[Owasp-board] OWASP & Industry Vendors - Discussion

Justin Derry JDerry at b-sec.com
Mon Aug 27 00:12:02 UTC 2007

OK Guys 

I am trying to work with Wayne to attempt to attend the conference as
one of his speakers.

(At the request of wayne again)

Agree with everything going on etc (as advised by you guys).

Though long term though i think there is some food for thought for the
future direct of OWASP.




From: Dinis Cruz [mailto:dinis at ddplus.net] 
Sent: Monday, 27 August 2007 9:40 AM
To: Justin Derry
Cc: OWASP Board; Jeff Williams; Dave Wichers; Daniel Cuthbert;
mark at curphey.com
Subject: Re: OWASP & Industry Vendors - Discussion


Ok, after reading these threads about the Tawain conference, I do think
that we should let the conference go as planned.

Wayne has definitely crossed some lines and we will need much more
clarity and visibility in the future about the decision making process
over there in Taiwan. We also need much stronger guidelines from OWASP
about these issues (Justin here is an area which you could help a lot if
you have the time :)   ) 

The issue with the vendors is about balance, OWASP would not make sense
without them (not the vendors but the people hired by those vendors) and
OWASP cannot be controlled by the vendors. The key is in finding a
balance where the OWASP principles and values are respected and

Part of the vendors (and membership) guidelines must be clauses
dictating the reasons why a membership would be canceled (and membership
cancellation is something that the OWASP board should enforce summarily
(nothing like kicking a couple companies out of OWASP to make everybody
take notice)) 

Back to Wayne, following an email from Jeff, his (Wayne) responses did
show that he understands the dangers of the perception that OWASP is
controlled by a company, so lets see what happens next.

Dinis Cruz 
Chief OWASP Evangelist

On 8/25/07, Justin Derry <JDerry at b-sec.com > wrote:


I don't mind going on record.
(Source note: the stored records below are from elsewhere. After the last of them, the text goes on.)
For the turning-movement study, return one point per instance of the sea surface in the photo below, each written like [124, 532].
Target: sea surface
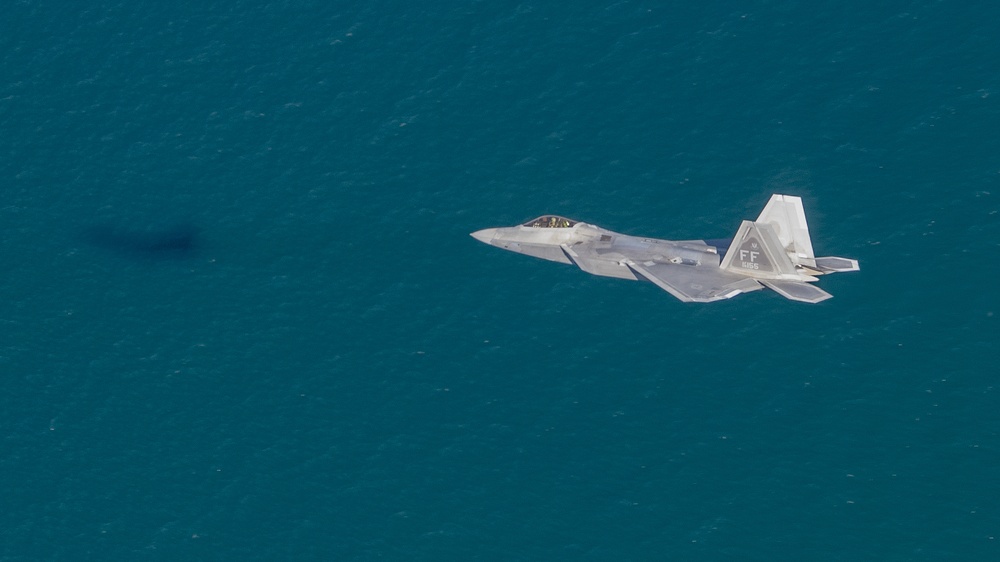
[242, 318]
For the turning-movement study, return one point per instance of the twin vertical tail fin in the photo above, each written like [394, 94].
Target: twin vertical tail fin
[776, 251]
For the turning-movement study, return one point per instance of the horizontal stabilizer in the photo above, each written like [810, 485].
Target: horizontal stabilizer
[831, 264]
[797, 291]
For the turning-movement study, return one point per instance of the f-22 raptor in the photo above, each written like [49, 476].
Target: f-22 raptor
[774, 251]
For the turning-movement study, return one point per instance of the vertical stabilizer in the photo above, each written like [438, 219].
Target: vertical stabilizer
[786, 215]
[757, 251]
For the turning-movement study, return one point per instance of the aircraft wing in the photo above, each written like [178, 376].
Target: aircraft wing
[694, 283]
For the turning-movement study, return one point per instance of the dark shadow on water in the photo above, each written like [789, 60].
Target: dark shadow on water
[175, 242]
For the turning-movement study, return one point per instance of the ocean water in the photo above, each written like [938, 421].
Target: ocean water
[243, 319]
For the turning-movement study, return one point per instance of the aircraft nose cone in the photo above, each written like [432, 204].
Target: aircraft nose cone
[485, 236]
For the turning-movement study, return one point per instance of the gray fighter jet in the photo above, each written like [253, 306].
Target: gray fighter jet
[773, 251]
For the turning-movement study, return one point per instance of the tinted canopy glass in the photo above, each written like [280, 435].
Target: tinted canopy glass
[550, 221]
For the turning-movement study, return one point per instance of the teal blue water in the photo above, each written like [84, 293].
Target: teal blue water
[282, 344]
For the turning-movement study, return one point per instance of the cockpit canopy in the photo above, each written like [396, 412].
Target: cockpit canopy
[550, 221]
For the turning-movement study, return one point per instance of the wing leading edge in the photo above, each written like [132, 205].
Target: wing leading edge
[694, 283]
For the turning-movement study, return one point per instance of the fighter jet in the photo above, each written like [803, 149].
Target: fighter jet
[774, 251]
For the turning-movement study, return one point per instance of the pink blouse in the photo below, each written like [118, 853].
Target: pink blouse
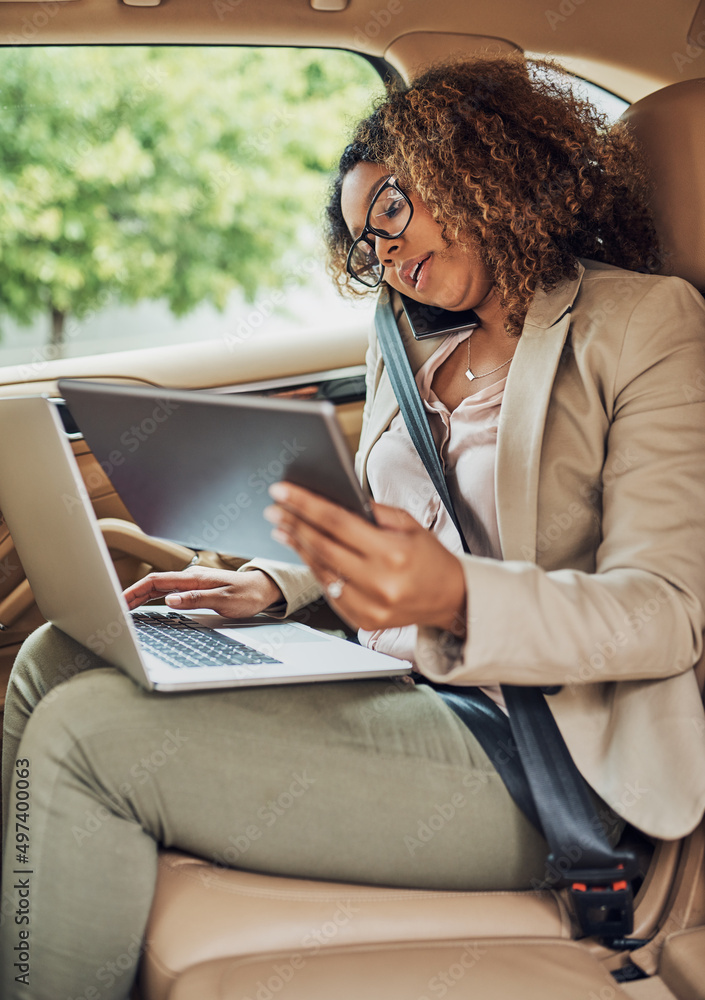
[467, 442]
However i also don't want to be perceived
as a guy hitting people over the head. Basically i believe in OWASP and
I believe in the intent the Taiwan chapter guy has. However i also
believe that this is one of those examples where a vendor is using OWASP
to deliberately wipe out the competition he has and use OWASP as a
springboard for himself and his company. 
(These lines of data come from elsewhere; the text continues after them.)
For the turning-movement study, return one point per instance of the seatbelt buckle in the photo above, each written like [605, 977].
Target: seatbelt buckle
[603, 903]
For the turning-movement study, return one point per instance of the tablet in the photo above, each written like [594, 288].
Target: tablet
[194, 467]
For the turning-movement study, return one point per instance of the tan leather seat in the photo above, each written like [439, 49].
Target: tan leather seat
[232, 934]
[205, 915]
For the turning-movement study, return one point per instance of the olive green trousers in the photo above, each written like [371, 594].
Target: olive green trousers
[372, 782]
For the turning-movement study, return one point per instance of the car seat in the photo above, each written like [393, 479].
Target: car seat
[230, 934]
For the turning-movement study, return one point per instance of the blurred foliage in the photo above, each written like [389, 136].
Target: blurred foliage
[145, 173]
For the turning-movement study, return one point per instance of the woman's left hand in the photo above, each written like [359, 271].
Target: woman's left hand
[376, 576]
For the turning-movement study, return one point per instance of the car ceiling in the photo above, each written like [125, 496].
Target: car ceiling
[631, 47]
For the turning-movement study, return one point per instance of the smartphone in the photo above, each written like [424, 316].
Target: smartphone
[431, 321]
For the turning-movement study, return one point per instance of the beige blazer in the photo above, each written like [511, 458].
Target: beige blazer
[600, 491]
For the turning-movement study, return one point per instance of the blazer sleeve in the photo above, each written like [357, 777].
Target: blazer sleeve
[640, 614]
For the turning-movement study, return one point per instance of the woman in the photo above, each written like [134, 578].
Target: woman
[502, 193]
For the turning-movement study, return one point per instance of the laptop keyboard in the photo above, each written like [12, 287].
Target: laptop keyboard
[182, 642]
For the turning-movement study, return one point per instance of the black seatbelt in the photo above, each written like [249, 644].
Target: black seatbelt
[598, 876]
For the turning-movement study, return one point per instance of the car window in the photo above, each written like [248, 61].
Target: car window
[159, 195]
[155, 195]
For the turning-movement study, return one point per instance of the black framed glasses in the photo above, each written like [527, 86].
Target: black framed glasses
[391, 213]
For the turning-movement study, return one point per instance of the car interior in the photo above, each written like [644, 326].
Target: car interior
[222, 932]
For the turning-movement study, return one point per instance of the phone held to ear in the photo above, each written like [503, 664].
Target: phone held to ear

(By the way my i don't know if my customer source will go on record - it
was a friendly personal phone call) but i am sure the email i have would
be ok.)


Too many people put too much effort into OWASP and i hate when i see
misuse of OWASP. As everyone knows i have long sat in the background of
OWASP for many years since 2001 and only since late 2005 have i actively
got involved and will continue to push forward like many others. However
my biggest fear with OWASP is self implosion. What i mean by this if we
have guys running around claiming that OWASP only supports certain
vendors etc then sooner rather then later OWASP will die out simply
because no one will trust it as an independant and authoritive source of
application security. 


I don't think making an example of the Taiwan guy will work, but i do
think we need to stop it, and i also think we need to seriously look at
the rules of vendors out there sponsorsing and getting involved in


With Taiwan i am a little supprised that he has taken it to an extent of
registering domains etc. I was offered to speak at this conference and
advised i couldn't and put forward Brian Chess (Fortify) (this was at a
time when i didn't know wayne was from Amorize) and i happen to know
brian and also knew he was already going to be in taiwan around the time
and i received a simple email saying we wouldn't invite him as he is a
competitior. (I'll send you the email if you don't already have it). 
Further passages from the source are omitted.